As the port city of Mariupol is under siege, Ukrainian President Vladimir Zelensky said Russia was “deliberately trying to destroy everyone there.” He said Ukraine needed more heavy weapons from the West immediately to have any chance of saving the city.
Every day brings new discoveries to civilian victims of an invasion that shattered European security. In towns and villages near Kyiv, authorities said they had found the bodies of more than 900 civilians, most of them shot dead after Russian troops withdrew two weeks ago.
Following the humiliating loss of its Black Sea Fleet’s flagship, Russia’s military command has vowed to step up missile strikes on the capital. The Russians said they hit an armored vehicle plant on Saturday, a day after heading for a missile plant.
Kyiv Mayor Vitali Klitschko has advised residents who fled the city earlier in the war not to return.
“We do not rule out further strikes on the capital,” he said. “If you have the opportunity to stay a little longer in cities where it’s safer, do it.”
The mayor said one person was killed and several were injured in Saturday’s strike. It was not immediately clear from the ground what was hit in the Darnytskyi district of Kyiv. The vast area at the southeastern end of the capital contains a mix of Soviet-style apartment blocks, newer shopping malls and large shopping malls, industrial areas and railway facilities.
Russian Defense Ministry spokesman Igor Konashenkov said an armored vehicle plant had been attacked. He did not specify the location of the factory, but there is one in the Darnytskyi district.

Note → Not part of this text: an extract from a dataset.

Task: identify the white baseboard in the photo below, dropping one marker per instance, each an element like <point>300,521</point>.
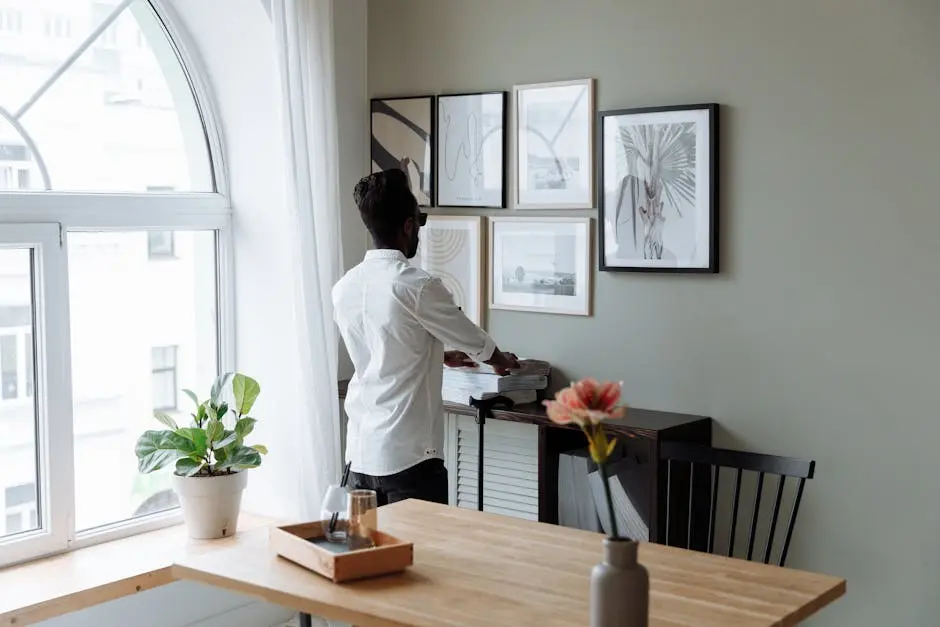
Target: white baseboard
<point>317,622</point>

He said the plant was among many Ukrainian military sites affected by “high-precision, long-range weapons.”
Russian missiles hit the city just as residents appeared for walks, foreign embassies planned to reopen, and other preliminary signs of the city’s prewar life began to reappear after Russian troops failed to take Kyiv and withdraw.
Kyiv was one of many targets on Saturday. The Ukrainian president’s office has reported rocket fire and shelling in the last 24 hours in eight regions across the country.
The governor of Lviv region in western Ukraine, which is only sporadically affected by the violence of the war, announced air strikes in the region by Russian Su-35 planes that took off from neighboring Belarus.
In northeastern Kharkov, Mayor Igor Terekhov said three people were killed and 34 injured on Saturday. An explosion believed to have been caused by a rocket sent by rescue workers to climb near an open-air market. They said one person was killed and at least 18 were injured.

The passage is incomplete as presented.